Cementation for RBBs

A

The bridgework is tried in the patient’s mouth to check fit prior to cementation.
After fit has been deemed satisfactory the fitting surface is again sandblasted chairside with 50μm alumina on the fitting surface.
Following sandblasting, care is taken to avoid contamination and the prosthesis is never retried on the stone model.
Panavia resin cement is used for bridge cementation and should be used strictly according to manufacturer’s instructions.
Rubber dam should be used where possible to provide optimal moisture control.
All excess cement should be removed before setting is complete.
The static and dynamic occlusion should be carefully checked using articulating paper with adjustments made to ensure that the pontic is not involved in guidance movements but instead acts only as a light holding contact in ICP.

21
Q

Dealing with failure

A

Biological reasons for failure include caries and periodontal disease but these occur relatively rarely.
The most common technical reason for RBB failure is debonding.
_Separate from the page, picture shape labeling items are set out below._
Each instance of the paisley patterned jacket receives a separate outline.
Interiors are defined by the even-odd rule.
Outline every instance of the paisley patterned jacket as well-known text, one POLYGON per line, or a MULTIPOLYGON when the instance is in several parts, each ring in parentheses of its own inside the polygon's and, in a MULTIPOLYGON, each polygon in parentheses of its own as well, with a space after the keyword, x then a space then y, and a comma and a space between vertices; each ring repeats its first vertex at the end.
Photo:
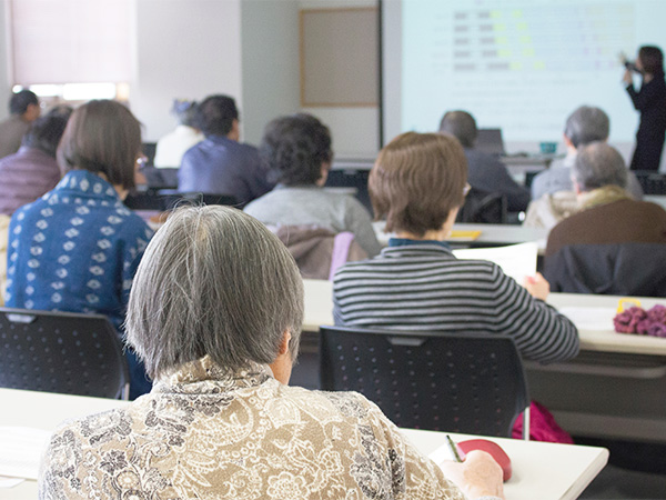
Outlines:
POLYGON ((124 409, 65 423, 40 499, 463 499, 380 409, 210 358, 124 409))

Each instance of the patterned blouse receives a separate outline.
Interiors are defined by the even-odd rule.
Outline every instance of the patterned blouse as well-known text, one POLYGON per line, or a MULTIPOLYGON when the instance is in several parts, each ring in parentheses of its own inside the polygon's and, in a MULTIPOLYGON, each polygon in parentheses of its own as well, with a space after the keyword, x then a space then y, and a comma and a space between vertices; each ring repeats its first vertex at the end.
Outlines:
POLYGON ((124 409, 56 431, 40 499, 463 499, 354 392, 278 382, 210 358, 124 409))
POLYGON ((109 182, 72 170, 12 216, 7 306, 97 312, 120 329, 132 278, 151 237, 109 182))

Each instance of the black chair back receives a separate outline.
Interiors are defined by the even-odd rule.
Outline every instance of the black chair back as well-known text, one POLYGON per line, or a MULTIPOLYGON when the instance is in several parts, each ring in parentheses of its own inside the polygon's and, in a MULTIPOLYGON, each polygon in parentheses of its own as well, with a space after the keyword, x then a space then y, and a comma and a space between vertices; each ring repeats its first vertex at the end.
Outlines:
POLYGON ((129 399, 130 374, 104 316, 0 308, 0 387, 129 399))
POLYGON ((225 204, 236 207, 239 201, 232 194, 209 194, 204 192, 168 192, 160 191, 160 196, 164 197, 165 209, 172 210, 180 204, 225 204))
POLYGON ((322 327, 320 363, 323 390, 361 392, 398 427, 508 437, 529 406, 508 337, 322 327))
POLYGON ((506 196, 472 188, 458 210, 456 222, 504 224, 507 220, 506 196))
POLYGON ((645 194, 666 194, 666 173, 653 170, 633 170, 645 194))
If a bridge debonds there are two options: remake or recement. If a one off event such as trauma has resulted in decementation, recementing the restoration is appropriate.
However, once a bridge has debonded it is more likely to fail again and recementing for a second time is generally ill advised as replacing the bridge has been found to have a higher success rate. This is probably because in the majority of failed cases, there is an inherent problem with bridge design which may have been present at initial cementation and/or developed since. With this in mind, the restoration itself should be examined and the patient should be reassessed from an occlusal perspective.
If the decision is made to recement a RBB, the metal retainer should be cleaned and any cement residue removed carefully from the tooth using an ultrasonic scaler. The cementation protocol described above should then be used including sandblasting, moisture control and use of resin cement.